Funding will be the key to one of the largest dam removal projects in California history.
State government officials and the California American Water Co. agreed on Jan. 11 to remove the 106-ft-tall San Clemente Dam on the Carmel River in Monterey County. The concrete arch dam, built in 1921, once provided drinking water to Monterey Peninsula residents, but its reservoir has since silted up 90%. In 1991, state dam inspectors also concluded the dam risked failure in a significant earthquake or flood event, which could release an estimated 2.5 million cu yds of sediment and more than 40 million gallons of water.
In the agreement, CalAm, which owns the dam and surrounding 900 acres, will work with the National Oceanic and Atmospheric Administration (NOAA) and the California State Coastal Conservancy, along with other state, federal and private organizations, to come up with the project plan, which also calls for the rerouting of the Carmel River.
The project cost is $84 million, according to CalAm spokeswoman Catherine Bowie. Monterey-based CalAm is pledging to provide $50 million.
The goal of the project’s first phase, which is scheduled to begin in 2013, will be to strengthen the dam to standards required by the state Division of Safety of Dams, Dept. of Water Resources. The next phases, which would occur over the following three dry-period years, will be to buttress the sentiment, remove the dam and divert the river, Bowie says.
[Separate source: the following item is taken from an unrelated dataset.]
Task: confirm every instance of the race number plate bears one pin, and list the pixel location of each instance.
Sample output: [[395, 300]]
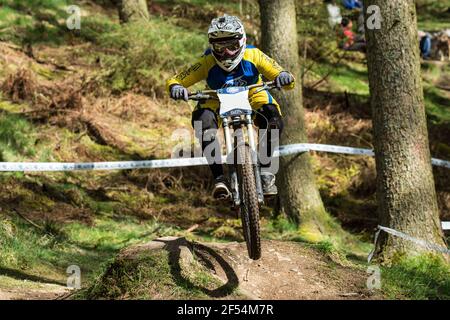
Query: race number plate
[[234, 101]]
Trish Chatman, project specialist for the State Coastal Conservancy in Oakland, which, along with the NOAA, is ponying up the other $34 million, says the state’s financial situation is a “challenge” to securing the project funding, but “we are quite optimistic that we will be able to do it.”
Chatman says there is a strong state commitment in favor of completing this project.
The conservancy expects state funding to come from bonds and grants that have already been approved and appropriated. Chatman says, however, that the funding is in place “in theory, but [state] agencies are currently restricted about the commitments they can make, and cash flow is very constrained.”
Chatman says the current project schedule anticipates having the money committed by spring 2012, and if the funding is not there by then, the construction start date could be pushed back.
Environmentalists are also in favor of the dam removal, which would aid in the recovery of steelhead trout by opening up access to 25 sq mi of spawning and rearing habitat. Steelhead in the Carmel River were listed in 1997 as threatened under the Endangered Species Act.